Handling Concept Drift Without Ground Truth

Decision summary

RAG pipelines degrade silently when user intents shift. Statistical distribution monitoring on semantic embeddings catches the shift before explicitly labeled failure data is available.

Invariant: Drift must be detected before degraded outputs become the only signal.

DriftScope TraceAI

Decision ID
DEC-003
Status
Active
Date
Oct 2024

Primary implementation

DriftScopeDrift Monitoring System

Where this is applied

This shows up in systems like DriftScope and TraceAI, where correctness depends on traceable outcomes.

Problem context

While deploying production LLM applications using custom RAG pipelines at Tech Bharat AI, I encountered a silent failure mode: user query semantics drifted over time.

For the dementia awareness assistant I worked on during the internship, the types of questions users asked evolved as they interacted more with the system. Without immediate human-in-the-loop ground truth labels, it wasn't easy to tell if the retrieval pipeline was failing to find relevant context until users explicitly complained.

The tempting option

The classic approach is to log all user queries and responses, manually label a statistically significant sample every week (Ground Truth), and compute metrics like MRR or NDCG.

Another option was LLM-as-a-judge to evaluate every retrieval output, providing a rapid proxy for ground truth.

Why it failed

Relying on manual ground truth is far too slow. By the time a shift in user behavior was labeled, the system had already been delivering degraded answers for a week.

Using LLM-as-a-judge for every query introduced unacceptable latency and immense cost at scale. Furthermore, it didn't prevent drift; it merely logged failures after they occurred. The goal was to detect that the input distribution had shifted before generating the output.

The chosen approach

I implemented embedding distribution tracking using statistical proxies (like PSI and KS-tests).

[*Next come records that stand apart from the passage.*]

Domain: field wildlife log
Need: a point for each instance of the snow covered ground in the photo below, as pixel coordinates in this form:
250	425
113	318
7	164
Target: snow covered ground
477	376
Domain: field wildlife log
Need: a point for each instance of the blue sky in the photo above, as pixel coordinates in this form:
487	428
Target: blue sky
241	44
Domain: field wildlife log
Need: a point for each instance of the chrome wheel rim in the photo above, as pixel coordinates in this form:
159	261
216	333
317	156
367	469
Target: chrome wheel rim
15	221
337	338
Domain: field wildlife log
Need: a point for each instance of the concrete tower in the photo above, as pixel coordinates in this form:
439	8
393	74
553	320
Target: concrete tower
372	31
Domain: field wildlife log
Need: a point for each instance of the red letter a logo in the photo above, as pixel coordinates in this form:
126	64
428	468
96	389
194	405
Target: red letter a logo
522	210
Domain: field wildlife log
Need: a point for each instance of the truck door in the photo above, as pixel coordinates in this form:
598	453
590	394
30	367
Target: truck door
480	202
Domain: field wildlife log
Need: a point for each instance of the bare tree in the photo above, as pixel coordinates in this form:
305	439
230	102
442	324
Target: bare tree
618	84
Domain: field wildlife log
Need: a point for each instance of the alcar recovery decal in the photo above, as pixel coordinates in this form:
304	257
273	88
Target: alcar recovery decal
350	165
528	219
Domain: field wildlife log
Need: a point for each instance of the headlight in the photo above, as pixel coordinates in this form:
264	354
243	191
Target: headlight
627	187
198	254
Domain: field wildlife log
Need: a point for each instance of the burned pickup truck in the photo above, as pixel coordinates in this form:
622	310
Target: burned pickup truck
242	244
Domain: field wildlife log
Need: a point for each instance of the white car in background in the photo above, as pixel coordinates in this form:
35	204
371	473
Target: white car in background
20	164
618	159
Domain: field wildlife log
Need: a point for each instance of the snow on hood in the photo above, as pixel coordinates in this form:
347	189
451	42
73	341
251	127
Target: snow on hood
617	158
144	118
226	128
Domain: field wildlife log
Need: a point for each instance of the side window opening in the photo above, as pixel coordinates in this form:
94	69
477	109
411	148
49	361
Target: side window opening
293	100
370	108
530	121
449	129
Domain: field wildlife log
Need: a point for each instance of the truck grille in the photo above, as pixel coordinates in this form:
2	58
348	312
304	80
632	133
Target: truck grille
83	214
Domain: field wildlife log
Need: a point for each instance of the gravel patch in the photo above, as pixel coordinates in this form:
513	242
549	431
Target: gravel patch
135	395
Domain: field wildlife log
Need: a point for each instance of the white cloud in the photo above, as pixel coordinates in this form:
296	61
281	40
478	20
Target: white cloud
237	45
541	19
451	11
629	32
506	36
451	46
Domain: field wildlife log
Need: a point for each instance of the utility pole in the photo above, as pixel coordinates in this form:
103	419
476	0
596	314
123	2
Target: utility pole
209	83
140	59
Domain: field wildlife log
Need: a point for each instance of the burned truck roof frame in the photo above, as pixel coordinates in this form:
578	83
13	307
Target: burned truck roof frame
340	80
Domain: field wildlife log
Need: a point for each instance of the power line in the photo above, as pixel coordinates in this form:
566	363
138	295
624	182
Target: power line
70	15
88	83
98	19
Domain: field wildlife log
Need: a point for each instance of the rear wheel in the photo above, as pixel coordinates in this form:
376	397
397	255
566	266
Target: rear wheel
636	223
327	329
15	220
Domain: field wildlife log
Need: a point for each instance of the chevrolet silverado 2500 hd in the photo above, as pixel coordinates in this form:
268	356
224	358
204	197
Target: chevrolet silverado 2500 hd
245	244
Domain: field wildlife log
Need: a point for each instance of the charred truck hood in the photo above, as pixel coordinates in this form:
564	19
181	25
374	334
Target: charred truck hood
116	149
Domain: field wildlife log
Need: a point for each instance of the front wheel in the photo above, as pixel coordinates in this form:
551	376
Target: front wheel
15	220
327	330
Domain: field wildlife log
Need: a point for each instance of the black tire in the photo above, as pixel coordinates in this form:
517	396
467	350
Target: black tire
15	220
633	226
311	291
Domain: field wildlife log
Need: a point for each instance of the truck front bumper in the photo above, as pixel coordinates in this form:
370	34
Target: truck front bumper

Instead of scoring the correctness of the answer, incoming query embeddings are compared against a historical baseline cluster. If the incoming queries fall significantly outside the known embedding clusters, the system flags a "Concept Drift" alert.

This enables anomaly alerts and fallback to conservative answer generation parameters immediately, without waiting for explicit human labeling.

Failure Modes

This approach primarily identifies when users ask novel questions, not necessarily whether the system answered them incorrectly.

- High false positive rate if the user base grows and naturally expands the semantic space. - Requires maintaining an active index of historical embedding distributions. - Does not monitor the generation quality, only the retrieval input boundaries.

When to Revisit

If the environment shifts to one with deterministic feedback loops (e.g., users consistently hitting thumbs up/down on every response), direct human feedback becomes viable.

Until explicit, high-volume ground truth is available in real-time, statistical embedding proxies remain the first line of defense.